From here to anywhere on earth within two hours. This may become a reality in the future as researchers have now developed a jet engine that will be able to reach incredible Mach 16.
When the Franco-British prestige project Concorde went to the grave in 2003, a chapter in modern aviation history seemed to be over. With passenger traffic at supersonic speeds.
But in China, researchers have fully invested in developing a new generation of jet engines – and now they should have reached a real milestone.
In a study published in the Chinese Journal of Aeronautics, the researchers describe how they have developed an engine that can handle speeds up to Mach 16. That is 19 000 kilometers per hour (11 806 miles per hour). The machine has been tested in a wind tunnel and then proved to be stable.
The new engine is called the standing oblique detonation ramjet, and according to the researchers should be an incredibly important step forward for the jet engine. The technology is the further development of the engine called the ramjet, which was developed by the Hungarian Albert Fonó to increase the range of artillery pieces.

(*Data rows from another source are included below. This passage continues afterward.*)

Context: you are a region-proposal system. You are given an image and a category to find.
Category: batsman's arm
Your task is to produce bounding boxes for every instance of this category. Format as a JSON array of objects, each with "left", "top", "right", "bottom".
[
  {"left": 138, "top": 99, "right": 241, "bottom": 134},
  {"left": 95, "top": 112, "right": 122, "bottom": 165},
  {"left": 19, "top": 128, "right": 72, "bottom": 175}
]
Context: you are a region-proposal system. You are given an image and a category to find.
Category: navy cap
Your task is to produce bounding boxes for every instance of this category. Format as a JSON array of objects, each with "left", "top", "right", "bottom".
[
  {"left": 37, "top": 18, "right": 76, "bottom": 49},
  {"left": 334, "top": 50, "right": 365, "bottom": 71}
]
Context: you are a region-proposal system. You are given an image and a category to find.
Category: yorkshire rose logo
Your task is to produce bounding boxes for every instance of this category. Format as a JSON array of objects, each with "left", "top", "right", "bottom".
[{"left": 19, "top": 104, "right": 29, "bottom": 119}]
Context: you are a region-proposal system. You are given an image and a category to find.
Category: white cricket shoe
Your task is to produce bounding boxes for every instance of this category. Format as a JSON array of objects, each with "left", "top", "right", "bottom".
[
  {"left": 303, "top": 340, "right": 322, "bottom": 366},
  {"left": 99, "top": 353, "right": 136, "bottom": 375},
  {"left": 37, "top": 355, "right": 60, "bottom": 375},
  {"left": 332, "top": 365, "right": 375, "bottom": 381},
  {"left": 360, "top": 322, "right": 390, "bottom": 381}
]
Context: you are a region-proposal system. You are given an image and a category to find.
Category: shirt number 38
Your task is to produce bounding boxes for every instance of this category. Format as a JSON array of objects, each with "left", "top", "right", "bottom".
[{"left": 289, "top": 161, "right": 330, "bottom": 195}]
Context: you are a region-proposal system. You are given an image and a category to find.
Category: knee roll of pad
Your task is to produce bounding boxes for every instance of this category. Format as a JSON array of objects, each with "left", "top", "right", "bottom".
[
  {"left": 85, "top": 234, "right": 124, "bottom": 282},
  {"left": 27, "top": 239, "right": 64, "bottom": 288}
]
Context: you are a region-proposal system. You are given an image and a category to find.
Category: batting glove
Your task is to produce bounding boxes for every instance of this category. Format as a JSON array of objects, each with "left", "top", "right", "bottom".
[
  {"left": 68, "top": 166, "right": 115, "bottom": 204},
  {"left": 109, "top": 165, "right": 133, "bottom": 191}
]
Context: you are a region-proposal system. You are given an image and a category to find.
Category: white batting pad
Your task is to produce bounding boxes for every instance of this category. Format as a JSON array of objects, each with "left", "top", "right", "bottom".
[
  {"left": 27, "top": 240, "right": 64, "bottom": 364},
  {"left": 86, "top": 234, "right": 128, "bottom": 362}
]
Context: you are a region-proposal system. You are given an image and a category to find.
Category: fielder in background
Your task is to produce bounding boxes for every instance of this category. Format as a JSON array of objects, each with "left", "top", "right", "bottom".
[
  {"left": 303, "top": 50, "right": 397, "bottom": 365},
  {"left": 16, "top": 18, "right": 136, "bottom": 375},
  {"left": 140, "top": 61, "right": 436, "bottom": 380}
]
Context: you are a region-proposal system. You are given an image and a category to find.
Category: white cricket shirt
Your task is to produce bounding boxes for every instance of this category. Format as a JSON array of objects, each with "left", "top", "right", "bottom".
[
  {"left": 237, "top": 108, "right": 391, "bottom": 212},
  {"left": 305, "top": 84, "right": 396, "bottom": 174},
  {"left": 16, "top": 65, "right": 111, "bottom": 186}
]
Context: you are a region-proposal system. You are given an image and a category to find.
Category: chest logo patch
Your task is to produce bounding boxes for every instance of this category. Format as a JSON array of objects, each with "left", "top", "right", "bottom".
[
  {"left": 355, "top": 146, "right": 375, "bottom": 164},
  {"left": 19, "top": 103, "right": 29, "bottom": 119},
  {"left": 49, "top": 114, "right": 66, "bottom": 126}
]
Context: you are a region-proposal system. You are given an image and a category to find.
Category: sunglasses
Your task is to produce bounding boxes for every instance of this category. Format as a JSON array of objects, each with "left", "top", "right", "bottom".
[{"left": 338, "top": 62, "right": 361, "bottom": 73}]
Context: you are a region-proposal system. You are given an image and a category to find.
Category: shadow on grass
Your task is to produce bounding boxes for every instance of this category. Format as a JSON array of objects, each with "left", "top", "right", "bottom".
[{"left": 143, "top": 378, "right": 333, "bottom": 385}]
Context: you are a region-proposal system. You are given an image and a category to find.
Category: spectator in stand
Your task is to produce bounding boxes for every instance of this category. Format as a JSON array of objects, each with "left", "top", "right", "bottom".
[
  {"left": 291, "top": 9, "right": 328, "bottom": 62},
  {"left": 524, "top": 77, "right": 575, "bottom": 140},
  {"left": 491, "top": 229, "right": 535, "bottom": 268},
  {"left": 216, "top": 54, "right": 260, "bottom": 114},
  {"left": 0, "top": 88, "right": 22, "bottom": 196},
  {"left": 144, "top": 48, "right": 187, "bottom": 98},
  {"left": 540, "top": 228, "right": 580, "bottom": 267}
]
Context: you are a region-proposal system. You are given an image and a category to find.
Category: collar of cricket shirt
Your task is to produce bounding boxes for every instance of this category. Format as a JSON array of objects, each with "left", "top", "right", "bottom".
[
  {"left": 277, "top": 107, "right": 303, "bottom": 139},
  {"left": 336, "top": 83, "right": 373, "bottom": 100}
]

The big difference is that where normal jet engines use a section with fan blades to compress the air in front and then send it in for combustion, the ramjets instead rely on movement. That is, the advance forward through the air pushes in the air inside the engine.
A development of this is called scramjets. Unlike regular ramjets, the air is not slowed down before combustion in a scramjet. In theory, this type of engine should be able to reach enormously high speeds, but it has proved difficult to realize.
The technology that the Chinese team has now presented is based on research from the American Richard Morrison, who already in the late ’70s presented the idea with the sodramjet. A sodramjet is based on the shock wave produced at supersonic speeds containing enough energy to constantly turn on the engine, and then be able to keep speeds above Mach 15. The technology was considered promising but was abandoned in the 80s in favor of other ideas.
But in China, the development of scramjet concepts has continued, too. Even so, lead researcher Jiang Zonglin grew frustrated with scramjets and decided to go his own way, based on Richard Morrison original idea.
“Jiang and colleagues said they were fed up with scramjets’ fatal design weakness. The scramjet could barely generate any thrust at the speed of Mach 7 or beyond. The fuel consumption was so high that no commercial aviation company could possibly foot the bill. And the pilots—not to mention passengers—could suffer heart attacks if they were required to restart the engine from time to time during a flight.”
The key difference in the sodramjet is that the new design uses the sonic boom to add combustion, not blow it out. Hence, by turning the shock wave from their enemy to their friend helped them sustain and stabilize combustion at hypersonic speed
The test flight of a prototype in a hypersonic wind tunnel in Beijing suggested unprecedented performance in terms of thrust, fuel efficiency and operational stability. The Chinese researchers have shown that their sodramjet is stable in supersonic speed and that the efficiency of the engine increased the higher the speed. This shows that shock waves inside an acoustic engine are able to keep the combustion going, a result that is then in line with what Morrison predicted 40 years ago.
“With reusable trans-atmospheric planes, we can take off horizontally from an airport runway, accelerate into orbit around the Earth, then reenter into the atmosphere, and finally land at an airport,”
“In this way, space access will become reliable, routine and affordable.”
– The scientists, from the Chinese Academy of Sciences’ Institute of Mechanics, write in a new study published in the Chinese Journal of Aeronautics.
The engine could also serve;
“reusable trans-atmospheric planes [that will] take off horizontally from an airport runway, accelerate into orbit around the Earth, then re-enter into the atmosphere, and finally land at an airport,”
– Said the scientists, led by Professor Jiang Zonglin of the Chinese Academy of Sciences’ Institute of Mechanics
But just because you could prove the concept – there is a long way to go before the technology could be put on a passenger plane. There are many obstacles left on the road, not least that you have to increase stability and make it all work outside the theory and the world of wind tunnels.
The sodramjet, however, seems to be a hypersonic contender at the beginning of an era where this technology will be critical to travel and exploration.